Set $S=\left\{\left.x^k+y^k+z^k\right|x,y,z\in Z^+\cup \{0\}\right\}$, k is a positive integer, sort elements of $S$ increasingly, that $a_1<a_2<a_3<\text{...}<a_n<\text{...}$.
Prove: For all $n\geq 1$, $a_{n+1}-a_n<8^ka_n^{\left(1-\frac{1}{k}\right)^3}$.

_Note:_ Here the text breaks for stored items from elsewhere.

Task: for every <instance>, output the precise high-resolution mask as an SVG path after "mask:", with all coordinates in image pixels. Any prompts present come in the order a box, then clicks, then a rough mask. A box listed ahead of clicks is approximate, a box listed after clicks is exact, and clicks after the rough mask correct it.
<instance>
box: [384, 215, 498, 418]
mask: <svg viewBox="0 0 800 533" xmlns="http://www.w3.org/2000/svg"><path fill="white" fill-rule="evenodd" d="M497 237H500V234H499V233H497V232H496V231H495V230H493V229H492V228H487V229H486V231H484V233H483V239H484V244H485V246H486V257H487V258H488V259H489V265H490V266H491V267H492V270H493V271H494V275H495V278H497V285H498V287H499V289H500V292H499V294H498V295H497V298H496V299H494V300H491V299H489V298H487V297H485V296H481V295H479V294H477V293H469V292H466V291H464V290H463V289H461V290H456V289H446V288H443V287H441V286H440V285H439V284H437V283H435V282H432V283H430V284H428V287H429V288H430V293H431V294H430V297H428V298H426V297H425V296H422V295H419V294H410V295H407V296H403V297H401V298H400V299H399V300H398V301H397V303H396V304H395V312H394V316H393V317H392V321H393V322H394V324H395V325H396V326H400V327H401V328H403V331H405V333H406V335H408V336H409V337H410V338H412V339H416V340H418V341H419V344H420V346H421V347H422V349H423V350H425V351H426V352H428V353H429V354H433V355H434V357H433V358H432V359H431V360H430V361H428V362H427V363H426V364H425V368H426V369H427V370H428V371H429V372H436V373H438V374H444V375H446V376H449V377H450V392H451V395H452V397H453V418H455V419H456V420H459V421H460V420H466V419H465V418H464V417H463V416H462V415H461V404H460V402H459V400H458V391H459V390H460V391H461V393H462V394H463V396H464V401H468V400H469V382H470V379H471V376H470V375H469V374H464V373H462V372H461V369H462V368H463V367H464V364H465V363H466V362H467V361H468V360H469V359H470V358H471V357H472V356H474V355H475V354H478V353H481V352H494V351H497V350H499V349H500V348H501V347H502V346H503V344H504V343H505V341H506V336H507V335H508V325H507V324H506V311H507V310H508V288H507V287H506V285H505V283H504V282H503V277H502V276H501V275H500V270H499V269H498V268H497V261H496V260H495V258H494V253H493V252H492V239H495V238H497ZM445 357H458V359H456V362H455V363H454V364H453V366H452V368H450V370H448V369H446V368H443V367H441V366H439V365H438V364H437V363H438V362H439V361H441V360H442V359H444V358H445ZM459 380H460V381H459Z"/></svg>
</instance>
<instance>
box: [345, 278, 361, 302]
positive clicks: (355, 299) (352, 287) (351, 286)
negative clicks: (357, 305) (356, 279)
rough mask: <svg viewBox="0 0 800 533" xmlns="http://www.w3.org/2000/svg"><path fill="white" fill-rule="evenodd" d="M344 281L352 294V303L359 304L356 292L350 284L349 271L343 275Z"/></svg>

And how about the case $S=\left\{\left.x^k+y^k+z^k+w^k\right|x,y,z\in Z^+\cup \{0\}\right\}$
On
For $k$ large enough (like $6$ or $7$), multiple representations of integers as sums of three $k$-th powers are rare enough to be negligible, and the number of integer solutions of $x^k + y^k + z^k \leq M$ approximately $\alpha M^{3/k}$ with error bounded by a smaller power of $M$. Consequently $a_n$ is approximately $\beta n^{k/3}$. One would like to say that first differences of $a_n$ are about $\gamma n^{(k/3)-1} \sim \delta {a_n}^{(1 - (3/k))}$, and it is true "on average". Constants $\alpha, \beta,\gamma,\delta$ can be calculated exactly, and depend on $k$ but not $n$.
Conclusion: for large enough $k$, for large $n$, the power of $a_n$ on the right side of the inequality is higher than the threshold for the statement to hold on average. If this extra slack is enough to for the inequality to hold without averaging, it would be for $n \geq N_0(k)$. More care is needed to understand the situation for all $n$, and control over small $k$ is potentially very difficult as is known from Linnik's problem ($k=2$).
This is false. For the case $n=1$:
$$\begin{align} a_1&=0 \\ (\forall{k})a_2&=1\end{align}$$
$$a_2-a_1=1$$ $$8^ka_1^{(1-\frac{1}{k})^3}=0$$
$$1\not<0$$
Therefore the statement is false.